I have been doing a fair amount of basic restriction cloning over the last couple of years; isolating bits of DNA from various plasmids to stick in to other plasmids, PCR amplifying genes to add restriction sites, etc. When doing this, one has to separate the fragments of DNA that are required for the next step. If you are just cutting a handful of bases off the end of a PCR amplified fragment, you can use a spin column to get rid of the small pieces and the primers. However, if you need part of a plasmid, or your amplification does not result on a single clean DNA band, then you have to remove the rest of the DNA fragments. This is traditionally done by running your sample on an electrophoresis gel and cutting out the band that corresponds to the fragment you need.

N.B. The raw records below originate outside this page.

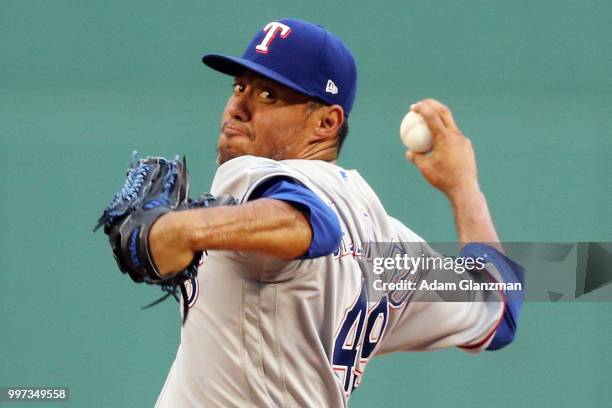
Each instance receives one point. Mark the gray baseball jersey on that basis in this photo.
(264, 332)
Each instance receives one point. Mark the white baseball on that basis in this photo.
(415, 134)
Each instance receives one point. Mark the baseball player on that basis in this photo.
(281, 313)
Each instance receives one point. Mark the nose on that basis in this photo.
(238, 107)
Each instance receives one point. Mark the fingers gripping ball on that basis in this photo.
(415, 134)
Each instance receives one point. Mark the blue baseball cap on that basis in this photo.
(303, 56)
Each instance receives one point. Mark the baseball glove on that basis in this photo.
(154, 186)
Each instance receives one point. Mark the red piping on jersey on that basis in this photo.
(489, 335)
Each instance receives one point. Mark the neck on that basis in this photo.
(326, 151)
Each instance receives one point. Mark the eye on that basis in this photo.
(238, 87)
(267, 95)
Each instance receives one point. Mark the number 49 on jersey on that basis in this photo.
(360, 331)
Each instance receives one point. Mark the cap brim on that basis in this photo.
(236, 66)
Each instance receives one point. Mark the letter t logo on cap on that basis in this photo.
(272, 29)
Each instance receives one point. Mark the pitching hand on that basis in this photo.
(451, 165)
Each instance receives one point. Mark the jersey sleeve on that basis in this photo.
(473, 321)
(241, 176)
(249, 177)
(326, 232)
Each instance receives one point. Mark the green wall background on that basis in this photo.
(82, 84)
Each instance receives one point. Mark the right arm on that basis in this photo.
(451, 168)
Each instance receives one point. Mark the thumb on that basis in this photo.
(416, 158)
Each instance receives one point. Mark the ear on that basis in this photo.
(329, 120)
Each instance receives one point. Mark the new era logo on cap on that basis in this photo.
(300, 55)
(331, 87)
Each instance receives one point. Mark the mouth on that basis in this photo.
(232, 130)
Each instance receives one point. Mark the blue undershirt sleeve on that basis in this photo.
(326, 231)
(510, 272)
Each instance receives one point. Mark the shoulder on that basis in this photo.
(241, 176)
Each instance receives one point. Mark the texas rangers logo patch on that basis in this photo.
(192, 289)
(272, 30)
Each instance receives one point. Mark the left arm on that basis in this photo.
(265, 225)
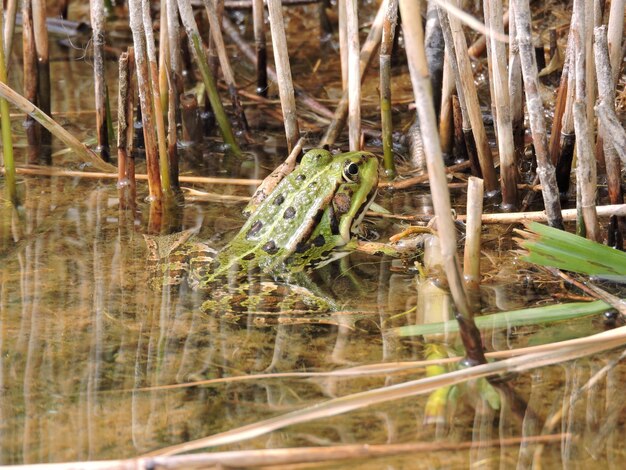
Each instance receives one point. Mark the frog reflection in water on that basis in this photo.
(304, 223)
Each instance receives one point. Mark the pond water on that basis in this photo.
(88, 351)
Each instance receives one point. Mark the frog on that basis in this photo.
(311, 218)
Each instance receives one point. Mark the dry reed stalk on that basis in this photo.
(191, 28)
(29, 52)
(386, 44)
(500, 99)
(479, 46)
(545, 169)
(9, 29)
(435, 54)
(173, 31)
(46, 121)
(164, 167)
(516, 90)
(418, 68)
(471, 255)
(586, 178)
(125, 108)
(567, 137)
(227, 71)
(460, 150)
(113, 174)
(343, 43)
(559, 109)
(6, 159)
(43, 72)
(618, 210)
(97, 39)
(190, 118)
(283, 72)
(260, 45)
(446, 122)
(303, 97)
(606, 90)
(615, 37)
(145, 101)
(367, 51)
(354, 76)
(464, 77)
(164, 54)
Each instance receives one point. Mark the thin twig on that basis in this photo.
(545, 169)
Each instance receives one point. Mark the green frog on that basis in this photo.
(308, 220)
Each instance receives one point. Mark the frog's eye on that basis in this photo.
(351, 171)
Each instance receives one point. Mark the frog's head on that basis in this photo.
(357, 175)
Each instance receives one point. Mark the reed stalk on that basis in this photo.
(354, 76)
(606, 91)
(227, 71)
(191, 28)
(471, 256)
(343, 43)
(164, 56)
(5, 121)
(260, 44)
(164, 167)
(615, 37)
(586, 177)
(435, 54)
(283, 72)
(446, 116)
(559, 110)
(516, 90)
(97, 25)
(389, 27)
(464, 77)
(500, 100)
(9, 30)
(568, 137)
(303, 97)
(43, 72)
(545, 169)
(418, 69)
(173, 31)
(29, 52)
(125, 105)
(145, 101)
(367, 51)
(46, 121)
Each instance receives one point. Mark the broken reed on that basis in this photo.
(545, 169)
(97, 39)
(386, 44)
(258, 20)
(456, 44)
(283, 72)
(29, 53)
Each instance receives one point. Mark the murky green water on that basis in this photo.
(87, 349)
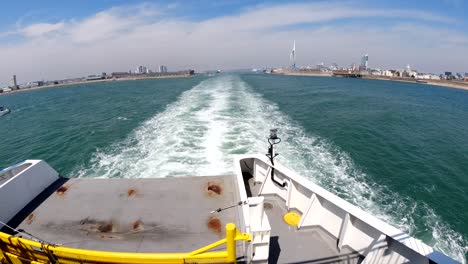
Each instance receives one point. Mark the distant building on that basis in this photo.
(119, 74)
(364, 63)
(427, 76)
(141, 70)
(14, 84)
(162, 69)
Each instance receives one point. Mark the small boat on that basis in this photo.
(262, 213)
(4, 111)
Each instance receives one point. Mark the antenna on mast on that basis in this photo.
(292, 57)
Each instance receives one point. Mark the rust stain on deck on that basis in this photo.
(131, 192)
(62, 190)
(137, 225)
(214, 224)
(105, 227)
(268, 206)
(214, 189)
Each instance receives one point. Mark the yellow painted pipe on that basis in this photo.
(230, 242)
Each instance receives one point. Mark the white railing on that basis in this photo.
(24, 182)
(351, 226)
(255, 221)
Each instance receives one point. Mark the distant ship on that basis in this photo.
(262, 213)
(4, 111)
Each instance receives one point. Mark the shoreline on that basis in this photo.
(441, 83)
(93, 81)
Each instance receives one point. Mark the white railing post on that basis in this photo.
(260, 229)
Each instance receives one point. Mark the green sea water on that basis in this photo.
(397, 150)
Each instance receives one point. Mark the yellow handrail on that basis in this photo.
(19, 250)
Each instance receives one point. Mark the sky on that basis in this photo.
(47, 40)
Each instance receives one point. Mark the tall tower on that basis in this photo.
(292, 57)
(364, 63)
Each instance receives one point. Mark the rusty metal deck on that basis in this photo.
(132, 215)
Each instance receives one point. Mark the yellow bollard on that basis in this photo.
(230, 242)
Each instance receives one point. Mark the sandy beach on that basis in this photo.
(94, 81)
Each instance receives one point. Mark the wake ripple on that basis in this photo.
(222, 116)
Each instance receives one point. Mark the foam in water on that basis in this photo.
(222, 116)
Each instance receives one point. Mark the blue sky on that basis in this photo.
(60, 39)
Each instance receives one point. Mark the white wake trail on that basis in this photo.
(199, 133)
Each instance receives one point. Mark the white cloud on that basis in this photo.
(40, 29)
(121, 38)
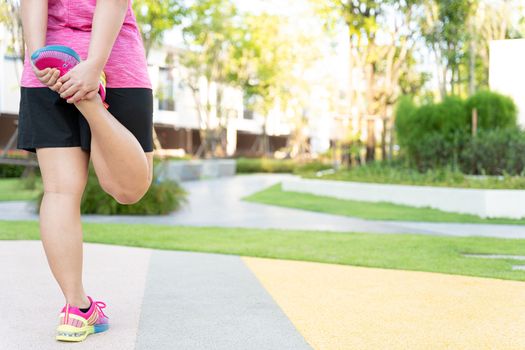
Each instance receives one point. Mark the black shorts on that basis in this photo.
(47, 120)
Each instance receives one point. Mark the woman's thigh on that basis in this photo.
(63, 169)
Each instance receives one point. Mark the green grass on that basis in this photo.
(274, 195)
(407, 252)
(12, 189)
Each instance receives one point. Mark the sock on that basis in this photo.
(86, 309)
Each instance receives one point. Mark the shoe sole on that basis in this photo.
(76, 334)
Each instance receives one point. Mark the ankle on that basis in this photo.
(80, 302)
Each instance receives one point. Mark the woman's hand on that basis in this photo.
(80, 82)
(48, 77)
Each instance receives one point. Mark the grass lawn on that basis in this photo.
(12, 190)
(274, 195)
(407, 252)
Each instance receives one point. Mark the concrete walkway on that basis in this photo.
(178, 300)
(217, 202)
(155, 300)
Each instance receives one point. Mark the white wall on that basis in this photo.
(484, 203)
(507, 71)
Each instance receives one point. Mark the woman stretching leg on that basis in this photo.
(63, 120)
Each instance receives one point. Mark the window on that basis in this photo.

https://commons.wikimedia.org/wiki/File:Cutting_of_the_agarose_gel.jpg https://commons.wikimedia.org/wiki/File:Cutting_of_the_agarose_gel.jpg

https://commons.wikimedia.org/wiki/File:Cutting_of_the_agarose_gel.jpg

To cut out the DNA band you need to see it. In our lab we used a handheld UV lamp which allows you to visualize the bands, but it is not great for a few reasons. First, UV light destroys DNA. Attempts to minimise the impact of UV on my DNA has led to many struggles; flicking the lamp on, trying to get the razor blade to line up with the band and turning the lamp off in a couple of seconds. Not easy. The fact that the lights in our lab can’t be manually turned off made this even harder. I had to make a fort of random cardboard boxes to produce a dark area; the ergonomics of this set-up could not be described as optimal. I am also incredibly paranoid about UV light and the risk of cancer, for a good reason. We do not have any lab coats that reach to the end of my rather lanky arms, so I have to fold myself in to a particularly contorted position to keep my arms covered.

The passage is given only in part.